Caldwell und Liang orientieren sich an der Theorie der Supraleitung und der Existenz solcher Cooper-Paare, um zu erklären, wie sich die primordialen Fermionen zu Dunkler Materie verdichten könnten. Durch die Paarbildung könnten die Teilchen demnach einen Phasenübergang durchlaufen, der sie abkühlt und zu einem massiven Kondensat führt. Das haben die Forscher mit einem mathematischen Modell nachgebildet. »Der unerwartetste Teil unseres Modells war der Energieeinbruch, der die Brücke bildet zwischen den Teilchen hoher Dichte und hoher Energie am Anfang des Universums und den ›klumpigen‹ Teilchen weit niedriger Energie etwas später«, erklärt Liang laut einer Pressemitteilung seiner Universität. In diesem Stadium sei es so, als würden sich die Fermionen-Paare darauf vorbereiten, zu Dunkler Materie zu werden.
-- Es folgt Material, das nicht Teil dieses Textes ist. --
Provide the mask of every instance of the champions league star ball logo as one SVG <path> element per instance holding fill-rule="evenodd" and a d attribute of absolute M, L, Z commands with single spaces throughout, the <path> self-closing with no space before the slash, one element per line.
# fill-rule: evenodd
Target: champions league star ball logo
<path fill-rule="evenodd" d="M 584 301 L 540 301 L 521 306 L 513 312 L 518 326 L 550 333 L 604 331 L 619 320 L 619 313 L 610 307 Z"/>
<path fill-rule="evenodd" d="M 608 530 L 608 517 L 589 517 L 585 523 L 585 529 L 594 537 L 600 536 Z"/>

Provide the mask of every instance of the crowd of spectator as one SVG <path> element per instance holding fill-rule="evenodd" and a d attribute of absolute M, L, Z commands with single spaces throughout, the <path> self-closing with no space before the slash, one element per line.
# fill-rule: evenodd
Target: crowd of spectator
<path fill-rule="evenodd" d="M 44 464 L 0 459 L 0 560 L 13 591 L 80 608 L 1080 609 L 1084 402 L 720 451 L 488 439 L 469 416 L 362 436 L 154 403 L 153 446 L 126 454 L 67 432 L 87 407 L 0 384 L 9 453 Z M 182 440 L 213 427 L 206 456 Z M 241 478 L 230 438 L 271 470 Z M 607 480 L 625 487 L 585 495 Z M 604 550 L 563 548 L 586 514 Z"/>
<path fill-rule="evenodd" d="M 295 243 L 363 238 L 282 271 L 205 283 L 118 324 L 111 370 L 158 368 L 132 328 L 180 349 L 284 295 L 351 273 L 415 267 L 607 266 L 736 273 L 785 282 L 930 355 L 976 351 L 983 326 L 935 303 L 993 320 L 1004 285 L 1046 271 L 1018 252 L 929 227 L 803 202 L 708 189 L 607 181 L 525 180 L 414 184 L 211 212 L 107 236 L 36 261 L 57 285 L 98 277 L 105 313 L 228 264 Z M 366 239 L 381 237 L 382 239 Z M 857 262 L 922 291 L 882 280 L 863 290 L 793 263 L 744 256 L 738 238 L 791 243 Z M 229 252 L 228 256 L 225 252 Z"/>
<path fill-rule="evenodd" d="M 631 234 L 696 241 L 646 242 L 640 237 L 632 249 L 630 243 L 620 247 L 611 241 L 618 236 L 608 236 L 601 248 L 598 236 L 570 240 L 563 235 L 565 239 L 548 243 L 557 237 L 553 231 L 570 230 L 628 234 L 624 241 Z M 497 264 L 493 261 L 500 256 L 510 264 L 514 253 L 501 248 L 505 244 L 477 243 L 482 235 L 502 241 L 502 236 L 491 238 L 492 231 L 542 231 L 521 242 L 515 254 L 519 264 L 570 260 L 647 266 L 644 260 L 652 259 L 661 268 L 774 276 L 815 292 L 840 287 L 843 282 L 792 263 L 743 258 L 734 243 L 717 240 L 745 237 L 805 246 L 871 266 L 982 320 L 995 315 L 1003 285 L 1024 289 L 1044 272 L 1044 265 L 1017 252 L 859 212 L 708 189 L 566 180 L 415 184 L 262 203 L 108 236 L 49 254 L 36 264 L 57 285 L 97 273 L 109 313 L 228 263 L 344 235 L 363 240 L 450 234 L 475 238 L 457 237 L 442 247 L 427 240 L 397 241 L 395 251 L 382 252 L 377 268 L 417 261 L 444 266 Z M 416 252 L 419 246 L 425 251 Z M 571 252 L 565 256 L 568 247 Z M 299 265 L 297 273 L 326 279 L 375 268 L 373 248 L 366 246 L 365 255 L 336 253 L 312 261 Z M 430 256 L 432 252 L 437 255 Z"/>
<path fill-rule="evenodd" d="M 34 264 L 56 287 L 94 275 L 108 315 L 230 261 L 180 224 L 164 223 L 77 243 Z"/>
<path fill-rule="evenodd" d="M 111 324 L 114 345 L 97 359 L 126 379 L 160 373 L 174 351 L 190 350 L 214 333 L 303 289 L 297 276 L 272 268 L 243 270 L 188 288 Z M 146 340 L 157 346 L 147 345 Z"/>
Laut Liang und Caldwell stimmt das Verhalten der Fermionen mit dem der kalten Dunklen Materie überein, wie sie im aktuellen Standardmodell der Kosmologie beschrieben wird. Außerdem folge aus diesem Szenario ein leichtes Ungleichgewicht zwischen Fermionen mit unterschiedlichen Chiralitäten (Links- und Rechtshändigkeit), was den Überschuss von Materie gegenüber Antimaterie im Universum erklären könnte – eine Frage, die Fachleute seit Jahrzehnten umtreibt. Und noch viel wichtiger: Das Modell und die zu Grunde liegende Theorie könnten sich in nicht allzu ferner Zukunft überprüfen lassen. Denn die Fermionen müssten eindeutige, möglicherweise beobachtbare Signaturen in der kosmischen Hintergrundstrahlung hinterlassen haben.